Laïcité à la française?

« Je n’aime pas parler de la laïcité en tant que substantif. Je crois qu’il y a des comportements laïques, des façons d’agir laïques, et que la laïcité n’est pas une substance en soi, mais un résultat historique qui épouse les contours d’une tradition nationale. » « Je dis simplement qu’il est impossible de faire sans croire » (Régis Debray, La Vie, n° 3107, 17 mars 2005, pages 16 et 17).

L’espérance

« La question spirituelle existe très exacte ment depuis que l’homme a pris conscience de son destin particulier, celui d’être un humain. La question spirituelle, c’est celle de l’espérance, l’espérance d’avoir, après la mort, une perspective d’accomplissement dans l’éternité. Depuis que l’homme est conscient d’avoir un destin, il éprouve le besoin d’espérer. Pour fondamentale qu’elle soit, la question sociale n’est pas aussi consubstantielle à l’existence de l’humain que la question spirituelle. » (Nicolas Sarkozy, La République, les religions, l’espérance, Les Editions du Cerf, 2004, pages 13 et 14).

Laïcité et liberté

«  Non, la laïcité n’est pas au service des religions car cela signifierait qu’elle serait dominée par elles. Mais la laïcité respecte et même défend le droit inaliénable de chacun à pratiquer sa religion. La laïcité est au service de la liberté pour chacun des citoyens de la République de vivre ou non une religion et de la transmettre à ses enfants comme il l’entend. Ce droit de vivre sa religion est aussi important que le droit d’association, la liberté d’expression ou le droit à la présomption d’innocence. Finalement, c’est la reconnaissance d’un droit universel à l’espérance. La République peut s’enrichir de l’espérance des citoyens « croyants », ce qui ne veut pas dire qu’ils sont au-dessus de ceux qui ne croient pas. Chacun a sa place, mais celui qui pratique n’a pas à s’en excuser et la République doit même veiller à ce qu’il puisse le faire dans de bonnes conditions » (ibid. page 16).
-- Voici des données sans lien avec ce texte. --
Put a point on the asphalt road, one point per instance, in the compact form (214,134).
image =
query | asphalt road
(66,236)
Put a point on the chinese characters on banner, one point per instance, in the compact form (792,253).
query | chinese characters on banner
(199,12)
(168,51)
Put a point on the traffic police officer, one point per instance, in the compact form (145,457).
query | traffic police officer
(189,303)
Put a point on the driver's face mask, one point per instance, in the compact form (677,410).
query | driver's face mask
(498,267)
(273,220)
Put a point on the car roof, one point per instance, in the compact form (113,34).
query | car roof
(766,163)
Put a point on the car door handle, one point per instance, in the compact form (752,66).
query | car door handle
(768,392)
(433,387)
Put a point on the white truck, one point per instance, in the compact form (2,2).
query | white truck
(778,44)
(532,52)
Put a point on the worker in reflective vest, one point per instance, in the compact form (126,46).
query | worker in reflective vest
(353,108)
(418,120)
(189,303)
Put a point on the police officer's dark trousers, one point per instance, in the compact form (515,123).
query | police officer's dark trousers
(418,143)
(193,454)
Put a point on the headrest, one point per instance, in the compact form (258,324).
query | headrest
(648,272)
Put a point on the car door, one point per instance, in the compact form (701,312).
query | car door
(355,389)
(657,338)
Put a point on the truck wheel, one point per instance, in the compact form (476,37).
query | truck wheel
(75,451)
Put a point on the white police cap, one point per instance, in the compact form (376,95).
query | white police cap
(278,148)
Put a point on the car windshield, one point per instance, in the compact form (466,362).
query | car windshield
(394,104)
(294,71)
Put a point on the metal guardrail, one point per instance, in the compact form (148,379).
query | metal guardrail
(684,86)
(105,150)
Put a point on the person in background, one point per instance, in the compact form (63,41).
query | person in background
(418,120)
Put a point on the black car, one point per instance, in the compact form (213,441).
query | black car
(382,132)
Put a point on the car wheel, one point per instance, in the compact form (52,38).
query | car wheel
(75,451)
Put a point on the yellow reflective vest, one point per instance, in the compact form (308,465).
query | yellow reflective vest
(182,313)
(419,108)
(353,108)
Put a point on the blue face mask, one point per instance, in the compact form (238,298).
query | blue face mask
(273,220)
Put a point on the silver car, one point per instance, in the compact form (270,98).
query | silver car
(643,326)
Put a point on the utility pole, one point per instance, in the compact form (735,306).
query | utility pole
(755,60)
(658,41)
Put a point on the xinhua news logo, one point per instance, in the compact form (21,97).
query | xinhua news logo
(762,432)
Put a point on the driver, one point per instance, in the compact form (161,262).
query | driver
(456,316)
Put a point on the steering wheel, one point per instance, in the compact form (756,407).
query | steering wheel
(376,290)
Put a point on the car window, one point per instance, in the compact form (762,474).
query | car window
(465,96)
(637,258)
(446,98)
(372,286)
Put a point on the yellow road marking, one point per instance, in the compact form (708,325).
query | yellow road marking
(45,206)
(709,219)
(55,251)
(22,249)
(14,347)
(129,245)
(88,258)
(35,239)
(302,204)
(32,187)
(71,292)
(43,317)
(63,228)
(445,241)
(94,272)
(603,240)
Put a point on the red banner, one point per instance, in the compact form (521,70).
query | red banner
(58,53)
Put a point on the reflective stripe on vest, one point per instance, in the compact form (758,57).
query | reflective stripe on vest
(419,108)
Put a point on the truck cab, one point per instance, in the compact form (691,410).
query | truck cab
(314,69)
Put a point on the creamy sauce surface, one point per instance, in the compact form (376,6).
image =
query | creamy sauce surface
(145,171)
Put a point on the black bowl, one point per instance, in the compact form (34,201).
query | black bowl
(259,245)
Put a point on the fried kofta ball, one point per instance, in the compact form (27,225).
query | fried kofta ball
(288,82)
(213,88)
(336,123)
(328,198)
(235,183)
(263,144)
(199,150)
De l’importance des religions

« Les religions ont-elles par ailleurs une importance spécifique pour l’équilibre de notre société? Je n’hésite pas à répondre deux fois oui. » (ibid. page 17).

À propos d’Alexis de Tocqueville 

« Mais il montre aussi comment la démocratie a besoin de la religion pour assurer sa propre survie. Selon lui, les croyants, même minoritaires, présentent l’intérêt de véhiculer des aspirations autres que purement matérielles. Ils peuvent notamment mettre en question la tendance des gouvernements à se concentrer sur un présent court, un présent des petits instants pour des petits désirs. En tirant les hommes vers le futur, les religions offrent un puissant vecteur d’espérance, qui peut redonner à nos contemporains le goût pour des projets collectifs ambitieux » (Agnès Antoine, La Vie, no 3095/96, 23 décembre 2004, page 14).

Dégâts collatéraux!

« Le gouvernement (est) ennuyé que le protestantisme français subisse les effets collatéraux des débats sur la laïcité » (Jean-Pierre Raffarin Premier ministre, Communiqué de presse de la FPF du 11 janvier 2005).